The Pentagon further blamed the team for writing incomplete prescriptions that were missing information required by the Drug Enforcement Administration, as well as years of shoddy record-keeping.
“These records frequently contained errors in the medication counts, illegible text, or crossed out text,” the watchdog concluded, including photographs of sloppy paperwork.


The Pentagon also took a dim view of Jackson’s broadening of care, saying that senior military officials either denied knowledge of “care by proxy” or stated that it was not an approved practice. As many as 20 patients per week were ineligible for the care that they received free from the White House Medical Unit, the report concluded, and even the most senior presidential aides should have repaid the military health system if their care was not waived. The watchdog added that it could find no evidence that those patients’ costs of care had been appropriately waived.
Former medical staff also told the Pentagon that some senior presidential appointees wrongly received free specialty care and even surgery at Walter Reed National Military Medical Center— under aliases assigned by White House Medical Unit leaders, disguising their identities.
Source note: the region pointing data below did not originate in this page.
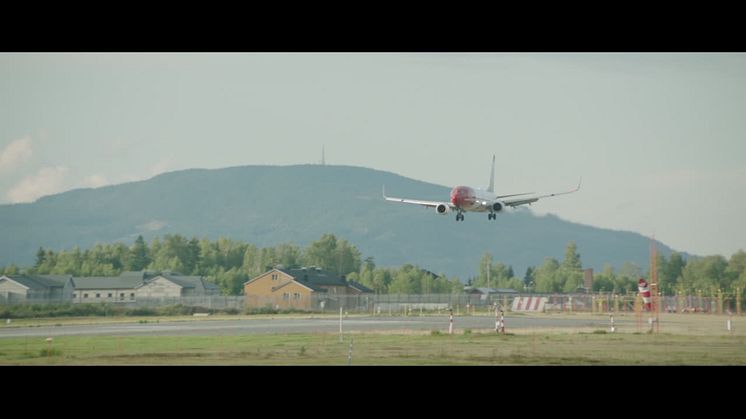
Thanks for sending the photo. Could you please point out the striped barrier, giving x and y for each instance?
(529, 303)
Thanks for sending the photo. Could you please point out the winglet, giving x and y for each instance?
(491, 188)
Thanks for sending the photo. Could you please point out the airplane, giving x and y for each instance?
(466, 199)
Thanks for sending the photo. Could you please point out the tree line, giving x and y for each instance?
(230, 263)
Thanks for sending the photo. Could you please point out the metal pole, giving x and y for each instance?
(497, 320)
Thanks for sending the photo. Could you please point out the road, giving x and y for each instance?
(208, 327)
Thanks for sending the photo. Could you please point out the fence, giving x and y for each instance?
(406, 303)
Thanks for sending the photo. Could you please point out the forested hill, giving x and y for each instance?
(269, 205)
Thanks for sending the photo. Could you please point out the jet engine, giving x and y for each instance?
(442, 209)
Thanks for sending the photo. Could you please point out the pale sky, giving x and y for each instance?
(658, 138)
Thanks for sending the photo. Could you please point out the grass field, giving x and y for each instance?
(684, 340)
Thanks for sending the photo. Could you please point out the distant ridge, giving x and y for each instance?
(269, 205)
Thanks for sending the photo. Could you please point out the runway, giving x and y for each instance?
(208, 327)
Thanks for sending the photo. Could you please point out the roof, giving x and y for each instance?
(315, 277)
(484, 290)
(358, 286)
(107, 282)
(40, 281)
(141, 274)
(307, 285)
(189, 281)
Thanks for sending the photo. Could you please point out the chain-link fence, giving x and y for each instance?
(408, 303)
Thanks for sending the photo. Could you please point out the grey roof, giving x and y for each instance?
(140, 274)
(41, 281)
(305, 284)
(315, 277)
(358, 286)
(189, 281)
(485, 290)
(107, 282)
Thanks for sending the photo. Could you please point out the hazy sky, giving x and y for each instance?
(658, 138)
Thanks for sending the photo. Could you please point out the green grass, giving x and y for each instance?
(420, 348)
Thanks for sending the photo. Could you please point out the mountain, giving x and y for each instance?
(269, 205)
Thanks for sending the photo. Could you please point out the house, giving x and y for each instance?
(356, 288)
(303, 288)
(36, 288)
(104, 289)
(174, 285)
(129, 286)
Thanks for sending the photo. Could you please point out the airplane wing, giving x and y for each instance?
(521, 201)
(429, 204)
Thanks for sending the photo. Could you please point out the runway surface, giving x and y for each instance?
(301, 325)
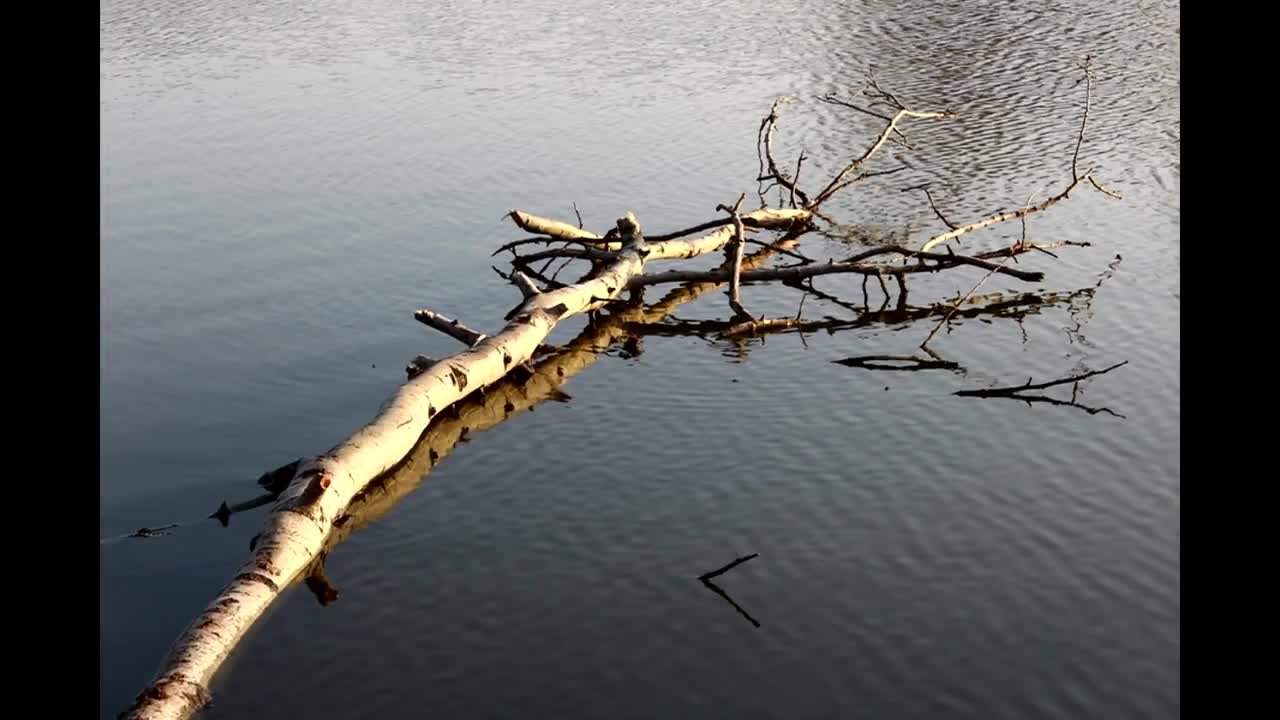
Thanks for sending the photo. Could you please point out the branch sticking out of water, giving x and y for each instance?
(1015, 392)
(707, 580)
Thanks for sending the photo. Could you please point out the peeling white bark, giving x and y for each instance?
(302, 518)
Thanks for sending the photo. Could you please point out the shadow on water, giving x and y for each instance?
(618, 333)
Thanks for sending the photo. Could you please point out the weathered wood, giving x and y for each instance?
(300, 527)
(300, 522)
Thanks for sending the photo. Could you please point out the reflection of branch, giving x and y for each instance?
(707, 580)
(507, 399)
(1015, 391)
(764, 141)
(897, 363)
(1077, 178)
(996, 305)
(901, 112)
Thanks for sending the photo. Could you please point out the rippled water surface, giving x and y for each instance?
(283, 183)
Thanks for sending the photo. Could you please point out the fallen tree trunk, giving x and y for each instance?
(302, 516)
(301, 523)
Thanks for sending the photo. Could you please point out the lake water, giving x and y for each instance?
(282, 185)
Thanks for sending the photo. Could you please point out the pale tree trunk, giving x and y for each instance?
(302, 518)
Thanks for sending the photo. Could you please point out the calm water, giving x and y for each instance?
(284, 183)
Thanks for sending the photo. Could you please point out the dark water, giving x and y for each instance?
(284, 183)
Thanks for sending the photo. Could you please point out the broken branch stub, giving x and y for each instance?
(302, 516)
(298, 525)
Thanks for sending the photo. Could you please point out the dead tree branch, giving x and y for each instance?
(320, 491)
(764, 153)
(1015, 392)
(903, 112)
(707, 580)
(452, 328)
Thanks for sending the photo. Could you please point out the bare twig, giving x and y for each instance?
(764, 142)
(1084, 119)
(452, 328)
(707, 580)
(1028, 209)
(526, 286)
(932, 204)
(888, 130)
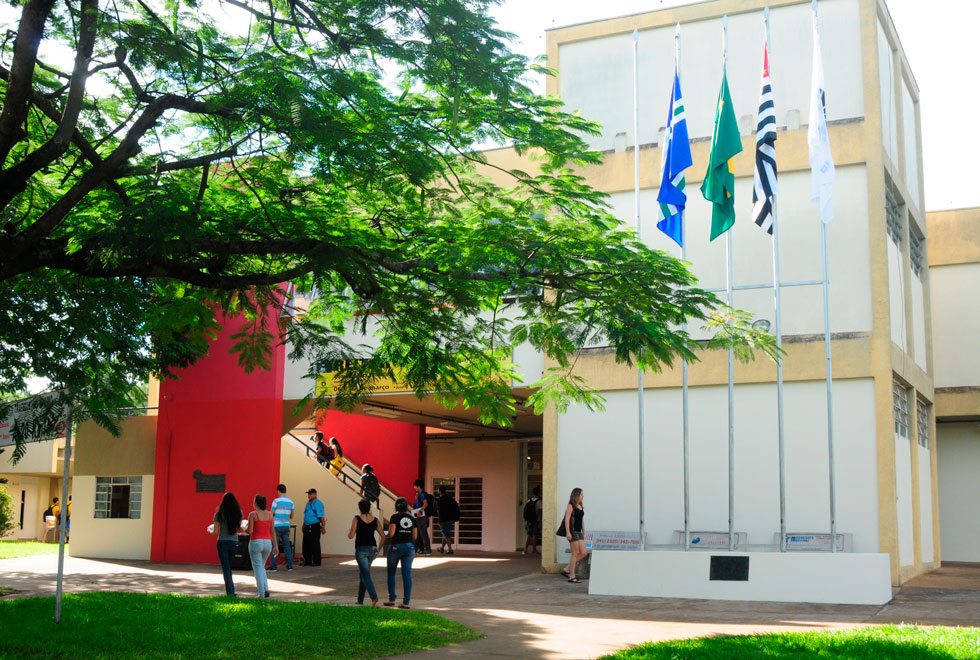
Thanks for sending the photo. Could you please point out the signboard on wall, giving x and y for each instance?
(606, 540)
(37, 418)
(803, 542)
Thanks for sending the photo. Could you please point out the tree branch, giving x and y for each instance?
(14, 180)
(21, 80)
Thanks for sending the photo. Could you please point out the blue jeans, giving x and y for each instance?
(404, 552)
(282, 536)
(226, 552)
(259, 550)
(364, 554)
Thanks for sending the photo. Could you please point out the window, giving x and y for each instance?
(915, 251)
(118, 497)
(900, 394)
(893, 217)
(922, 422)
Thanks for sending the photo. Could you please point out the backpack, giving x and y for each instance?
(530, 510)
(372, 489)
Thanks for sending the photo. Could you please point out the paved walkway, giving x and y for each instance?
(522, 613)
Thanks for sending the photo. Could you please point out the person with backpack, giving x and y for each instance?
(422, 511)
(50, 517)
(532, 521)
(370, 488)
(448, 509)
(336, 457)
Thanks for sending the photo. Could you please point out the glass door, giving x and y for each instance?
(468, 491)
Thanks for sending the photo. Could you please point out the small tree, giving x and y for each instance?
(6, 512)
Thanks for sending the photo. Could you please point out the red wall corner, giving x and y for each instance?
(217, 419)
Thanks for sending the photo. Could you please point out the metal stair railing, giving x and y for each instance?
(346, 474)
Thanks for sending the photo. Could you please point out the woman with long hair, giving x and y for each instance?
(362, 529)
(575, 532)
(261, 544)
(227, 521)
(401, 535)
(336, 457)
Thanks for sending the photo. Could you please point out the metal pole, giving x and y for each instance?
(830, 378)
(64, 515)
(779, 338)
(639, 236)
(830, 392)
(731, 356)
(684, 399)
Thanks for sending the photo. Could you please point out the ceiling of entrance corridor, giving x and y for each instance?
(441, 422)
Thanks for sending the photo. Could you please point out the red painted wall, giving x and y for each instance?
(394, 449)
(220, 420)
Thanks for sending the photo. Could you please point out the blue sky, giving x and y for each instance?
(935, 35)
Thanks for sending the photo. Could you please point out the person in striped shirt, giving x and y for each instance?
(282, 514)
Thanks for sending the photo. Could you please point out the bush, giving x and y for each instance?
(6, 512)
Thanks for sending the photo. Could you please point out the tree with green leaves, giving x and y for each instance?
(164, 163)
(7, 520)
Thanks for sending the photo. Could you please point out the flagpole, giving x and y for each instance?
(731, 356)
(684, 397)
(59, 580)
(779, 336)
(639, 236)
(830, 379)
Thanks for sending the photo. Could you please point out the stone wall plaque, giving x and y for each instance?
(209, 483)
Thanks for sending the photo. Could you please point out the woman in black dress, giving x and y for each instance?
(575, 532)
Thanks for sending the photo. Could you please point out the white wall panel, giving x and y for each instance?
(598, 452)
(597, 75)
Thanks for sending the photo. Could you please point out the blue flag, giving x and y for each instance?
(676, 159)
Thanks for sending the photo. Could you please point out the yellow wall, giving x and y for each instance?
(99, 453)
(110, 538)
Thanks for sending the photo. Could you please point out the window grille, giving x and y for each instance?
(915, 251)
(893, 218)
(900, 394)
(118, 497)
(922, 422)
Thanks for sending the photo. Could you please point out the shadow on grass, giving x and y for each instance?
(877, 643)
(156, 626)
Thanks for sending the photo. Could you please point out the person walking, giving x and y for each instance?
(322, 450)
(402, 533)
(370, 488)
(362, 529)
(227, 521)
(532, 521)
(448, 509)
(314, 526)
(282, 514)
(423, 512)
(575, 532)
(261, 544)
(336, 457)
(50, 517)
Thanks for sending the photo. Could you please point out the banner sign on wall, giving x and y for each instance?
(602, 540)
(37, 419)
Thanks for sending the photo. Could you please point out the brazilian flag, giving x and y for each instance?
(719, 181)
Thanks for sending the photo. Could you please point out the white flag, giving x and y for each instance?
(821, 160)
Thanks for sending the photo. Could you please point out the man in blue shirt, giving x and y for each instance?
(282, 512)
(314, 526)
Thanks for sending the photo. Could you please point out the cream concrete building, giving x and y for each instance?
(879, 286)
(883, 308)
(32, 483)
(954, 266)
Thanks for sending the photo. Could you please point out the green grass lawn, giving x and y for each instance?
(170, 626)
(10, 549)
(878, 643)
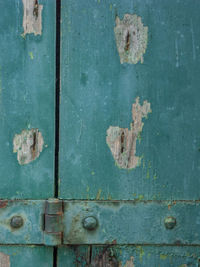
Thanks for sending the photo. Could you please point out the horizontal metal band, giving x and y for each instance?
(132, 222)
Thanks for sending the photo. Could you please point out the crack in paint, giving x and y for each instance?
(131, 38)
(28, 145)
(122, 141)
(32, 19)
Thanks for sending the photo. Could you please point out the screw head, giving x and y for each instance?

The staffers who spoke to The Post repeated those claims. The Pentagon watchdog said it was unable to confirm those allegations because alias accounts could not be tracked or audited.
The inspector general’s report identifies multiple examples of how favoritism shaped the White House team’s choices. For instance, “medical care was prioritized by seniority rather than medical need, which increased the risk to the health and safety of non‑executive medicine patients,” the report found, a conclusion echoed by former members of the White House Medical Unit.
“It was very clear from Day 1 that people were treated differently based on how powerful they were perceived to be,” said a former member of the team.
The White House team also refused to order low-cost generic drugs because their patients preferred to use brand names such as Ambien— which was about 174 times more expensive than its generic equivalent. That decision squandered taxpayers’ dollars, the Pentagon concluded; the unit wasted about $100,000 just on buying Ambien, Provigil and sleeping drug Sonata between 2018 and 2019, rather than their cheaper generic equivalents. The decision to buy costly name brand drugs also flouted federal regulations that instruct military health officers to purchase low-cost generics when available, the report found.
The watchdog also rebuked the medical team for maintaining self‑service, open‑access containers where White House officials and visitors could retrieve common over‑the‑counter painkillers, cough drops and other medications.
While many private workplaces offer similar cabinets, “the Navy Manual of the Medical Department expressly prohibits this practice,” the Pentagon wrote.
Today, those medication cabinets have been removed, two officials told The Post— one of the most visible examples of how the new Pentagon report has resonated at the White House.